How can we begin to fix this? I'm reminded of a classic fable, 'The Peterkin Papers,' by Lucretia Hale, which tells the tale of a well-meaning but rather dimwitted family. One day, Mrs Peterkin discovered that she had mistakenly put salt instead of sugar in her cup of morning coffee, making it taste awful. She called her family around to help her decide what to do. First, they took the coffee to the local pharmacist who tried adding ammonia and various other chemicals, including a dash of arsenic, but that only made the coffee taste worse. They proceeded then to the neighbourhood herbalist, who added more ingredients to the coffee, but that made it even more distasteful. In desperation, the Peterkins turned to the famed Lady from Philadelphia, who was reputed to be very wise. 'Why don't you dump it out and make a fresh cup of coffee?' the lady suggested.

Instead of that drastic but necessary remedy, under the auspices of the UN, bureaucrats from scores of countries continue to add more and more noxious nostrums and force the brew down the throats of researchers and consumers everywhere.

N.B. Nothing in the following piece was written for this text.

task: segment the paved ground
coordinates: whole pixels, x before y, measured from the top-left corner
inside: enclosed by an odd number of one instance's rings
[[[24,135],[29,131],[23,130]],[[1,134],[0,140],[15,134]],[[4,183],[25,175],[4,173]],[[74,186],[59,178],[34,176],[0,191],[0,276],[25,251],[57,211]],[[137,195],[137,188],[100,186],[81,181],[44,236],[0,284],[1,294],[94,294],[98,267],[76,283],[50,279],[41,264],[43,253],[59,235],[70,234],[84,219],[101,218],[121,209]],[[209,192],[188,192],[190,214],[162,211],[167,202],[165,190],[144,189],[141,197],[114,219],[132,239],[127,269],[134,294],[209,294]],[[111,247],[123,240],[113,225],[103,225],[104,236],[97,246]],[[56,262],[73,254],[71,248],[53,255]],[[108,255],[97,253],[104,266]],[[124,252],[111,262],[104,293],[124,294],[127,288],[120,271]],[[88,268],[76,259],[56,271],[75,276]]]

As the economic engine behind all the work of the United Nations, it falls to the United States to take the lead. The United States should cut off funding and all other assistance to foreign governments, United Nations agencies and other international bodies that implement, collude, or cooperate in any way with unscientific regulatory policies. Flagrantly unscientific regulation should become the 'third rail' of American foreign policy. In addition, the United States must direct its representatives at international conferences to hew to scientific principles and to the old axiom that no agreement is better than one that moves us backwards.

Uncompromising? Aggressive? Yes – but justified in the face of the virtual annihilation of entire areas of legitimate research and development, under-use of a critical technology, further disenfranchisement of poor countries, and disruption of free trade. Extreme measures in the defence of liberty are no vice, and moderation in the pursuit of justice is no virtue.